Yarı kurak iklim kuşağında yer alan Türkiye’de, su kaynaklarının etkili kullanılması her geçen gün daha büyük önem kazanıyor. SKD Türkiye ve Ankara Üniversitesi Su Yönetimi Enstitüsü, Ülker’in ana sponsorluğunda ve Brisa, IC İçtaş İnşaat, PepsiCo, Sütaş, Toros Tarım ve TürkTraktör’ün destek sponsorluğunda gerçekleştirilen “Su Riskleri Projesi” ile tarımda su verimliliği ve su ayak izi farkındalığının sağlanması amaçlanıyor. Mayıs 2022’de Orta Anadolu’da başlatılan projenin 1. faz raporu kamuoyuyla paylaşıldı.

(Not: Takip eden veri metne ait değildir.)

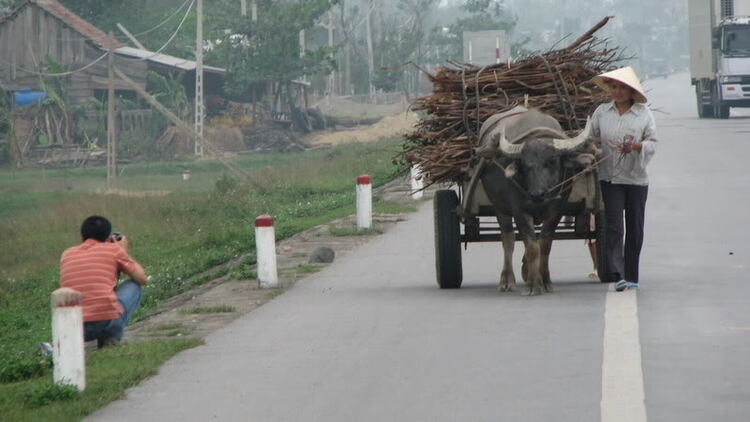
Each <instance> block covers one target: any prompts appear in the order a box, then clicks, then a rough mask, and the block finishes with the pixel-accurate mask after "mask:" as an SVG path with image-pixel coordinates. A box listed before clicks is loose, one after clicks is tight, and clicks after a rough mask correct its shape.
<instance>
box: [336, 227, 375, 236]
mask: <svg viewBox="0 0 750 422" xmlns="http://www.w3.org/2000/svg"><path fill="white" fill-rule="evenodd" d="M328 233H329V234H330V235H331V236H374V235H376V234H381V233H383V230H381V229H379V228H377V227H371V228H366V229H358V228H357V227H331V228H330V229H328Z"/></svg>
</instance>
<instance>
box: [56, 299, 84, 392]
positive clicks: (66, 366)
mask: <svg viewBox="0 0 750 422" xmlns="http://www.w3.org/2000/svg"><path fill="white" fill-rule="evenodd" d="M82 300H83V297H82V295H81V294H80V293H79V292H77V291H75V290H73V289H69V288H62V289H57V290H55V291H54V292H52V362H53V363H54V370H53V373H52V379H53V380H54V382H55V384H70V385H74V386H75V387H77V388H78V390H79V391H83V390H84V389H85V388H86V355H85V352H84V349H83V309H82V308H81V302H82Z"/></svg>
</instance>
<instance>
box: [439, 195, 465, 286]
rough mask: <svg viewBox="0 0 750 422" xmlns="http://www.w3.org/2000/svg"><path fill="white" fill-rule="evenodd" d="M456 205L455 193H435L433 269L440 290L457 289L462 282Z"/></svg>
mask: <svg viewBox="0 0 750 422" xmlns="http://www.w3.org/2000/svg"><path fill="white" fill-rule="evenodd" d="M458 205H459V203H458V195H456V192H455V191H452V190H439V191H437V192H436V193H435V199H434V206H435V217H434V218H435V269H436V270H437V282H438V286H440V288H441V289H458V288H459V287H461V281H463V270H462V268H461V230H460V227H459V222H458V214H457V213H456V210H457V208H458Z"/></svg>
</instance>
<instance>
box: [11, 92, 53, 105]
mask: <svg viewBox="0 0 750 422" xmlns="http://www.w3.org/2000/svg"><path fill="white" fill-rule="evenodd" d="M46 96H47V93H46V92H44V91H32V90H31V89H29V88H24V89H19V90H18V91H16V92H14V93H13V100H14V102H15V103H16V105H19V106H25V105H31V104H37V103H40V102H42V100H43V99H44V98H45V97H46Z"/></svg>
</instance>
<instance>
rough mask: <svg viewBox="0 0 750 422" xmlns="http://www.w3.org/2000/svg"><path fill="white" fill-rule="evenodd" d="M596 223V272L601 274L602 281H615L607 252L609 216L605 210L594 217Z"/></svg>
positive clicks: (600, 274)
mask: <svg viewBox="0 0 750 422" xmlns="http://www.w3.org/2000/svg"><path fill="white" fill-rule="evenodd" d="M594 221H595V223H596V272H597V274H598V275H599V281H601V282H602V283H611V282H613V281H615V280H614V279H613V277H612V272H611V271H609V261H608V260H607V253H606V247H605V245H606V240H607V216H606V215H605V214H604V211H599V212H597V213H596V216H595V217H594Z"/></svg>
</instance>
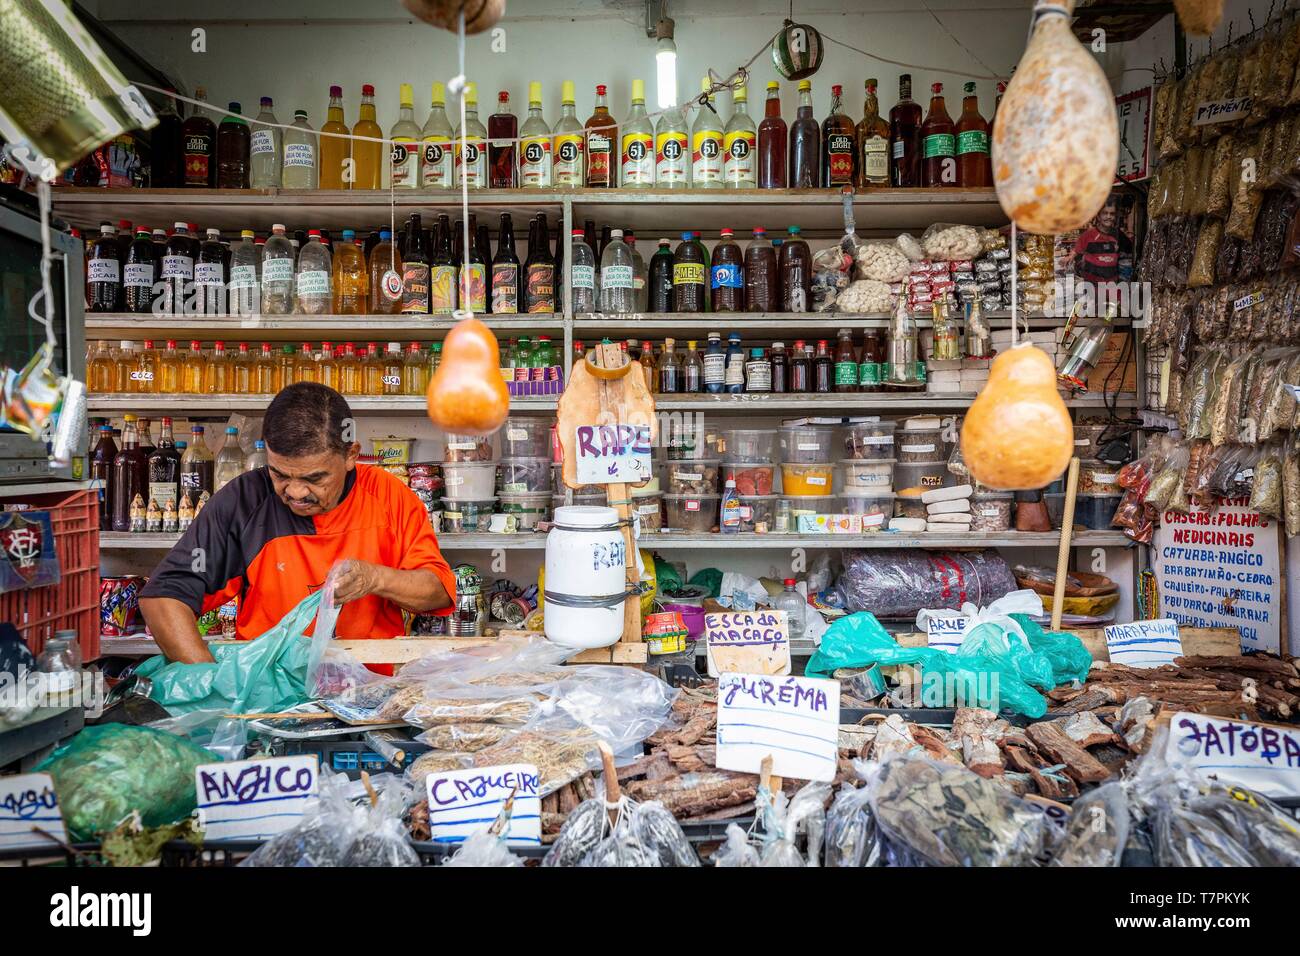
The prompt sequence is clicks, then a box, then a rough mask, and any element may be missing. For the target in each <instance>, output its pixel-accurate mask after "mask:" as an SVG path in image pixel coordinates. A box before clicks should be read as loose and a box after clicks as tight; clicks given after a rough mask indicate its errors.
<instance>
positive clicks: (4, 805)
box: [0, 774, 68, 849]
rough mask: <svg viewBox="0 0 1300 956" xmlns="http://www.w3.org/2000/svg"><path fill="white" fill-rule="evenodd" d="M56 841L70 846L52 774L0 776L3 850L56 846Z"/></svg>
mask: <svg viewBox="0 0 1300 956" xmlns="http://www.w3.org/2000/svg"><path fill="white" fill-rule="evenodd" d="M38 831H40V832H38ZM42 834H48V835H49V836H43V835H42ZM51 836H52V838H53V840H52V839H49V838H51ZM55 840H57V842H59V843H68V831H66V830H65V829H64V817H62V813H60V810H59V797H57V796H56V795H55V780H53V778H52V777H51V775H49V774H18V775H17V777H0V849H13V848H16V847H56V845H57V843H55Z"/></svg>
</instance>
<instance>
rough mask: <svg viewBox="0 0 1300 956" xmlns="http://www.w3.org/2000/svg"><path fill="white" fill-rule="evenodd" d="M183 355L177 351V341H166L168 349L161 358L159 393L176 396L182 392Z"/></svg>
mask: <svg viewBox="0 0 1300 956" xmlns="http://www.w3.org/2000/svg"><path fill="white" fill-rule="evenodd" d="M181 365H182V362H181V354H179V352H178V351H177V350H175V339H174V338H169V339H168V341H166V349H164V350H162V354H161V355H160V356H159V378H157V392H159V394H162V395H175V394H179V392H181Z"/></svg>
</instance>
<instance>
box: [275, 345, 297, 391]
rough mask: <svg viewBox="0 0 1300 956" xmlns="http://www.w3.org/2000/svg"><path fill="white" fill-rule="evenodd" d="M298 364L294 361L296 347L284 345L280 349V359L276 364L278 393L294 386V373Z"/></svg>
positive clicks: (280, 347)
mask: <svg viewBox="0 0 1300 956" xmlns="http://www.w3.org/2000/svg"><path fill="white" fill-rule="evenodd" d="M296 364H298V363H296V360H295V359H294V346H291V345H282V346H281V347H279V359H278V360H277V362H276V392H279V390H281V389H285V388H289V386H290V385H292V384H294V371H295V367H296Z"/></svg>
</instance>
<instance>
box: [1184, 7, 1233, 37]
mask: <svg viewBox="0 0 1300 956" xmlns="http://www.w3.org/2000/svg"><path fill="white" fill-rule="evenodd" d="M1174 9H1175V10H1177V12H1178V22H1179V23H1182V25H1183V30H1186V31H1187V33H1190V34H1192V35H1193V36H1209V35H1210V34H1212V33H1214V27H1217V26H1218V23H1219V21H1221V20H1223V0H1174Z"/></svg>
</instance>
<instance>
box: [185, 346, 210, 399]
mask: <svg viewBox="0 0 1300 956" xmlns="http://www.w3.org/2000/svg"><path fill="white" fill-rule="evenodd" d="M200 345H201V343H200V342H199V341H198V339H194V341H192V342H190V351H187V352H186V355H185V363H183V364H182V367H181V390H182V392H183V393H185V394H187V395H201V394H203V380H204V373H205V369H207V365H208V362H207V359H204V358H203V349H201V347H200Z"/></svg>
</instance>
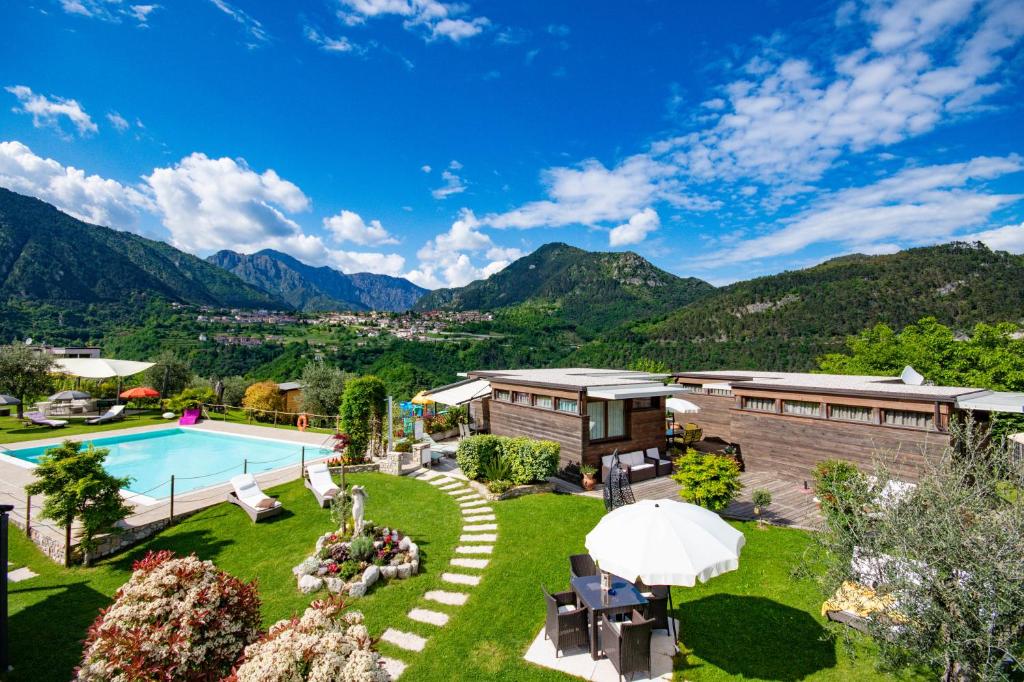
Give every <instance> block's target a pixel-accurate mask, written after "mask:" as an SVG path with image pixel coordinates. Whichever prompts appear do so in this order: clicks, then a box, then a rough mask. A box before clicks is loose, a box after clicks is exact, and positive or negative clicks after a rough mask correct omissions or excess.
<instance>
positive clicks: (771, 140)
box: [655, 0, 1024, 184]
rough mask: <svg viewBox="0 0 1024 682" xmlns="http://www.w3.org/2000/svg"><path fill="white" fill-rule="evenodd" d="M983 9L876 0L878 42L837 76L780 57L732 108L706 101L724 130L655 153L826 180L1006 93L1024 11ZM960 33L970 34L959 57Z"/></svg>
mask: <svg viewBox="0 0 1024 682" xmlns="http://www.w3.org/2000/svg"><path fill="white" fill-rule="evenodd" d="M977 5H979V3H977V2H974V1H972V0H944V1H943V2H934V1H933V0H896V1H895V2H886V3H882V2H869V3H868V6H867V9H866V10H865V11H864V12H863V13H862V16H861V20H862V23H866V26H865V27H864V28H866V29H867V30H868V31H869V32H870V36H869V39H868V44H867V45H865V46H864V47H861V48H859V49H856V50H853V51H852V52H849V53H846V54H842V55H839V56H837V57H836V58H835V60H834V61H833V70H831V71H830V72H829V73H821V72H819V71H818V70H816V69H815V68H814V67H813V66H812V65H811V63H810V62H809V61H807V60H804V59H799V58H792V57H785V56H779V55H778V52H777V51H774V50H775V48H774V47H773V48H770V49H769V50H768V51H766V52H765V53H764V54H762V55H759V56H758V57H757V58H755V59H753V60H752V61H751V62H750V63H749V65H748V67H746V70H745V71H746V73H745V74H744V75H743V76H742V78H740V79H739V80H735V81H733V82H732V83H729V84H728V85H726V86H725V87H724V88H723V91H724V93H725V94H726V95H727V97H726V99H727V100H728V101H727V103H726V101H725V100H723V99H722V98H715V99H710V100H708V101H706V102H705V106H706V108H708V109H710V110H712V111H718V110H724V111H722V112H721V114H720V115H719V116H718V117H717V119H716V122H715V125H714V126H712V127H711V128H708V129H706V130H702V131H698V132H693V133H689V134H686V135H683V136H680V137H677V138H675V139H673V140H667V141H666V143H664V144H662V145H655V146H656V147H659V148H660V150H663V151H664V150H666V148H672V150H674V151H675V152H674V154H672V155H671V157H670V158H671V161H672V163H675V164H678V165H679V166H680V167H681V168H682V169H684V170H685V171H686V172H687V173H688V174H689V175H690V176H692V177H694V178H700V179H705V180H712V179H726V180H734V179H737V178H741V177H749V178H754V179H757V180H759V181H761V182H765V183H771V184H780V183H787V182H793V181H798V180H802V181H807V180H815V179H817V178H819V177H820V176H821V175H822V174H823V173H824V172H825V170H827V169H828V168H829V167H830V166H831V165H833V164H834V163H835V162H836V161H837V159H838V158H839V157H840V156H841V155H842V154H843V153H845V152H853V153H858V152H862V151H864V150H867V148H869V147H872V146H878V145H889V144H893V143H896V142H899V141H901V140H903V139H906V138H908V137H913V136H916V135H921V134H923V133H926V132H929V131H931V130H933V129H934V128H935V127H937V126H939V125H941V124H942V123H943V122H944V121H946V120H948V119H950V118H952V117H954V116H957V115H959V114H962V113H964V112H965V111H968V110H969V109H970V108H971V106H973V105H975V104H977V103H979V102H980V101H982V100H983V99H984V98H985V97H987V96H988V95H990V94H991V93H992V92H994V91H996V90H998V89H999V88H1000V87H1001V85H1002V82H1004V80H1006V79H1005V77H1004V75H1002V74H1000V73H999V68H1000V67H1001V66H1002V63H1004V60H1002V57H1001V53H1002V51H1004V50H1006V49H1007V48H1009V47H1010V46H1012V45H1014V44H1015V43H1017V42H1018V41H1019V40H1020V38H1021V36H1022V35H1024V5H1022V4H1021V3H1019V2H1008V1H1006V0H988V1H987V2H982V3H980V6H977ZM844 11H846V10H844ZM954 30H956V31H962V32H966V33H967V35H968V37H967V38H966V39H964V40H962V41H959V42H957V43H953V45H952V49H950V42H951V41H950V38H951V37H952V35H951V34H952V32H953V31H954Z"/></svg>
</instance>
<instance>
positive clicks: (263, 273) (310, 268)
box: [207, 249, 427, 312]
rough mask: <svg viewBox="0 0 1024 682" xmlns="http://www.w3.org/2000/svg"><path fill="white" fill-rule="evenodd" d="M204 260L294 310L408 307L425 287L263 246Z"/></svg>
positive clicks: (399, 279) (226, 254)
mask: <svg viewBox="0 0 1024 682" xmlns="http://www.w3.org/2000/svg"><path fill="white" fill-rule="evenodd" d="M207 261H209V262H210V263H213V264H214V265H217V266H218V267H222V268H223V269H225V270H227V271H229V272H231V273H232V274H236V275H238V276H239V278H240V279H241V280H242V281H243V282H246V283H247V284H250V285H252V286H254V287H257V288H259V289H261V290H262V291H265V292H267V293H269V294H271V295H273V296H275V297H278V298H280V299H281V300H283V301H285V302H286V303H288V305H289V306H290V307H293V308H295V309H297V310H306V311H313V310H388V311H393V312H399V311H402V310H408V309H410V308H411V307H413V305H414V304H415V303H416V302H417V301H418V300H419V299H420V297H422V296H423V295H424V294H425V293H427V290H426V289H423V288H422V287H417V286H416V285H414V284H413V283H412V282H410V281H409V280H404V279H401V278H392V276H388V275H386V274H374V273H371V272H356V273H354V274H345V273H344V272H340V271H338V270H336V269H334V268H332V267H327V266H321V267H314V266H312V265H306V264H305V263H303V262H301V261H299V260H297V259H295V258H293V257H292V256H289V255H288V254H285V253H281V252H280V251H273V250H271V249H264V250H263V251H259V252H257V253H254V254H250V255H246V254H241V253H236V252H234V251H227V250H224V251H218V252H217V253H215V254H213V255H212V256H210V257H209V258H207Z"/></svg>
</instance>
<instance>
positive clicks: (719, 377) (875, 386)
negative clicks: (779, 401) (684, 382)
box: [675, 370, 982, 401]
mask: <svg viewBox="0 0 1024 682" xmlns="http://www.w3.org/2000/svg"><path fill="white" fill-rule="evenodd" d="M675 376H676V377H679V378H683V379H697V380H700V379H707V380H708V381H707V382H702V383H709V384H710V383H727V384H730V385H731V386H732V387H733V388H751V389H754V388H756V389H761V390H794V391H803V392H811V391H816V392H821V393H843V394H850V393H864V394H865V395H881V396H889V397H894V398H895V397H904V398H911V399H912V398H918V399H925V400H943V401H953V400H954V399H955V398H956V397H957V396H962V395H968V394H971V393H977V392H979V391H981V390H982V389H980V388H970V387H965V386H928V385H921V386H918V385H913V384H905V383H903V382H902V381H901V380H900V378H899V377H872V376H863V375H843V374H810V373H801V372H760V371H754V370H722V371H713V372H680V373H677V374H676V375H675Z"/></svg>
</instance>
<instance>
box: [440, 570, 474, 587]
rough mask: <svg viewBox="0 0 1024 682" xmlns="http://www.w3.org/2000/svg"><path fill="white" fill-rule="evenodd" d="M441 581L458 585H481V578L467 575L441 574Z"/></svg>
mask: <svg viewBox="0 0 1024 682" xmlns="http://www.w3.org/2000/svg"><path fill="white" fill-rule="evenodd" d="M441 580H442V581H444V582H445V583H454V584H456V585H474V586H475V585H479V584H480V577H479V576H467V574H465V573H441Z"/></svg>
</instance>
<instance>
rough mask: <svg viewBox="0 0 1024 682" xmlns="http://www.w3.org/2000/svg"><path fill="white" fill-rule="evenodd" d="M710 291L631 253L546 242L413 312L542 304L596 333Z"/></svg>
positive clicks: (700, 284)
mask: <svg viewBox="0 0 1024 682" xmlns="http://www.w3.org/2000/svg"><path fill="white" fill-rule="evenodd" d="M714 291H715V288H714V287H712V286H711V285H710V284H708V283H707V282H703V281H701V280H697V279H694V278H689V279H682V278H677V276H676V275H674V274H671V273H669V272H666V271H665V270H662V269H658V268H656V267H654V266H653V265H651V264H650V263H649V262H647V261H646V260H644V259H643V258H641V257H640V256H638V255H637V254H635V253H632V252H627V253H596V252H589V251H584V250H583V249H577V248H575V247H571V246H568V245H566V244H560V243H555V244H547V245H545V246H543V247H541V248H540V249H538V250H537V251H535V252H534V253H531V254H529V255H528V256H524V257H522V258H520V259H519V260H517V261H515V262H514V263H512V264H511V265H509V266H508V267H506V268H505V269H504V270H502V271H501V272H498V273H496V274H492V275H490V276H489V278H487V279H486V280H478V281H476V282H473V283H471V284H469V285H467V286H465V287H461V288H458V289H438V290H436V291H434V292H431V293H430V294H427V295H426V296H424V297H423V298H422V299H420V301H419V302H418V303H417V304H416V308H417V309H418V310H430V309H451V310H494V309H498V308H509V307H512V306H517V305H520V304H525V303H530V304H536V303H543V304H547V305H549V306H551V307H552V308H553V314H555V315H557V316H558V317H560V318H562V319H564V321H565V322H567V323H569V324H572V325H575V326H578V327H580V328H583V329H587V330H593V331H600V330H607V329H609V328H612V327H617V326H618V325H622V324H623V323H626V322H630V321H636V319H643V318H648V317H651V316H657V315H664V314H666V313H668V312H671V311H672V310H675V309H678V308H680V307H682V306H684V305H686V304H687V303H690V302H692V301H695V300H697V299H700V298H702V297H703V296H708V295H710V294H712V293H713V292H714Z"/></svg>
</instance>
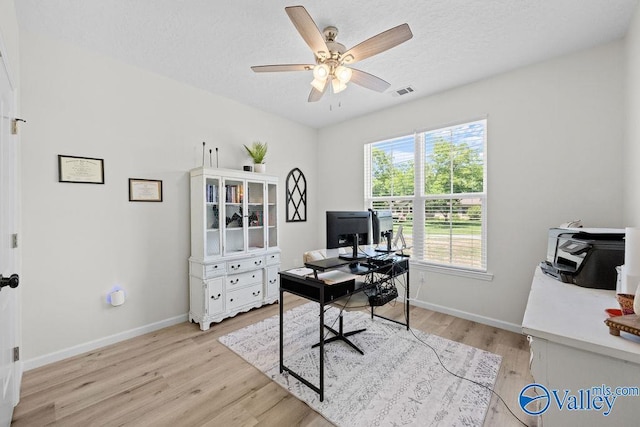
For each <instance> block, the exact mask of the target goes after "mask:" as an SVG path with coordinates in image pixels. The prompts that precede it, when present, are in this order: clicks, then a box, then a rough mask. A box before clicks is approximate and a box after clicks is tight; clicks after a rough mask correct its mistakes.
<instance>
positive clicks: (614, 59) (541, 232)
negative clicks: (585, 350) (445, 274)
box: [318, 42, 638, 329]
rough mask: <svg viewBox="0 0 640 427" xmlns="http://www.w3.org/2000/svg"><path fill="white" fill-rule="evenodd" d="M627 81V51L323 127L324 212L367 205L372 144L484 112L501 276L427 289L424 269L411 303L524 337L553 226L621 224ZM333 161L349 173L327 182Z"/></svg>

Proje kapsamındaki çalışmalar, Ankara Üniversitesi Su Yönetimi Enstitüsü Müdürü Doç. Dr. Gökşen Çapar koordinatörlüğünde, Prof. Dr. Süleyman Kodal, Prof. Dr. Y. Ersoy Yıldırım, Prof. Dr. Yeşim Ahi, Öğr. Gör. Çiğdem Coşkun Dilcan ve Öğr. Gör. Dr. Tolga Pilevneli tarafından yürütüldü. T.C. Tarım ve Orman Bakanlığı tarafından yayınlanan Ulusal Su Planı’nda yer alan konular ile uyumlu olan proje kapsamında, gereğinden fazla sulama yapılmaması ve uygulama hatalarının önüne geçilmesi için Kırıkkale ili Delice ilçesi Çerikli beldesinde 100 çiftçiye “Modern Sulama Yöntemleri” ve “Gübre Kullanımı” konulu eğitimler verildi.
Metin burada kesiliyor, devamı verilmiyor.